In Chapter 34 of the book of Exodus, God explains that Moses broke the first set of Ten Commandments so a new set is needed. This is a fairly standard commercial practice with faulty merchandise returned under guarantee, except that in this case at 32:19 Moses smashed the first set in a fit of pique, apparently mightily pissed at how the Israelites were stuck in the old Age of Taurus instead of the new Age of Aries. So I am surprised that God is okay with this, especially as there is no mention of Moses getting a receipt or invoice, or of any problem with the first set of tables.
The new updated set of Ten Commandments supplied by God to replace the broken ones has a few important changes, but God is a bit dishonest here. God starts off by telling Moses to hew two tables of stone like the ones that Moses smashed. And God promises to write upon these tables the words that were in the first tables. Moses has to climb Mount Sinai in secret. God again does the descending in a cloud trick and carries on again about abundant guff. And does God the keep his solemn guarantee and promise to deliver a like-for-like product replacement? No way.
Now, the first commandment, instead of ‘have no other gods’ has subtly shifted. Now, in Exodus 34:13, the first solemn instruction instead reads “destroy their altars, break their images, and cut down their groves.” Did you notice the difference? It seems the passive instruction in the first broken set of tables was a bit woosy, just telling the Jews not to worship the heathen Gods. Now God goes on the attack against the old female religion of Asherah which had previously dominated Israel, and now makes the Wannsee-type genocidal proclamation explicit, instructing total destruction.
God keeps on extending his broken promise. This is absolutely not a like-for-like product replacement, and would easily be sued under consumer law. I always thought that Jews had a reputation for great precision in commercial dealings, so how Moses missed this shoddy business practice by God is a surprise.

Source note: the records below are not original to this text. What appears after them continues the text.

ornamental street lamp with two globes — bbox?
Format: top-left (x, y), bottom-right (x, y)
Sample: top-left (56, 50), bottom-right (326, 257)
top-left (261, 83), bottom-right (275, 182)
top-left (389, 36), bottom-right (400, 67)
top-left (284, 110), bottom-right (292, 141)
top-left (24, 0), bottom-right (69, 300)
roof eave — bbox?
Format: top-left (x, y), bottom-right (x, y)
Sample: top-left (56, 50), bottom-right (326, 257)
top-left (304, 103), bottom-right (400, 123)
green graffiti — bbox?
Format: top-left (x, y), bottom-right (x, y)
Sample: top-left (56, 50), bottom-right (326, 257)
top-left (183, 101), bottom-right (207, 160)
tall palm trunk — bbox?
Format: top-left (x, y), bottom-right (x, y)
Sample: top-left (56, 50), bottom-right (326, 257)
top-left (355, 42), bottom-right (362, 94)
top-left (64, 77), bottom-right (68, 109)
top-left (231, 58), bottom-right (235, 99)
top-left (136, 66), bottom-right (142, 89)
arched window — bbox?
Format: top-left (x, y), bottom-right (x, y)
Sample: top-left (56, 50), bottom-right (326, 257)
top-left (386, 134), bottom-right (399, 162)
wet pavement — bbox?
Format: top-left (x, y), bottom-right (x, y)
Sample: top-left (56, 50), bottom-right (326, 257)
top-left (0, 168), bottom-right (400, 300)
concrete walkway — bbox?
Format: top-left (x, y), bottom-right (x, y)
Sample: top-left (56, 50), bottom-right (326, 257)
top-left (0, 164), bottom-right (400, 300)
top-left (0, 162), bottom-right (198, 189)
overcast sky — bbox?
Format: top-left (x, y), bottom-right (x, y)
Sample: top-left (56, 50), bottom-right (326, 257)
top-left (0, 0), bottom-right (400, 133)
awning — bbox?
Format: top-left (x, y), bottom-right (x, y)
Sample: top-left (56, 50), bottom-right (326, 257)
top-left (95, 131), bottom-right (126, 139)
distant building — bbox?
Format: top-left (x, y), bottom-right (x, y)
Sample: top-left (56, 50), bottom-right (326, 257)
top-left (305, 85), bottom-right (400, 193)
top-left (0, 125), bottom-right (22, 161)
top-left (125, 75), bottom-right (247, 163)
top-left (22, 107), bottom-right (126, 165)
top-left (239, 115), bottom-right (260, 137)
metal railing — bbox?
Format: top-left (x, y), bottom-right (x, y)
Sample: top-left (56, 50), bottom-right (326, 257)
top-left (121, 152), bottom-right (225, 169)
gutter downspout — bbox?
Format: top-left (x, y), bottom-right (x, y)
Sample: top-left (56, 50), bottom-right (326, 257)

God continues. Now there is nothing about killing, stealing or casting a covetous eye toward your neighbour’s slaves. Now the list includes keeping the feast of unleavened bread, giving to God ‘all that openeth the matrix’ (although you can buy back your first born son), keeping the Sabbath day, observing main feasts, and not seething a kid in his mother's milk.
The Bible says straight up at Exodus 34:28 that God “wrote upon the tables the words of the covenant, the Ten Commandments.” So the Bible defines the real bait and switch final version as the one’s starting with this ‘smash their groves’ stuff. No wonder the hardy pioneers of the frontier liked the Bible so much in the days of the European invasion of the world. The Real Ten Commandments provide direct moral licence and obligation to implement full cultural genocide against all non-Judaeo-Christian traditions.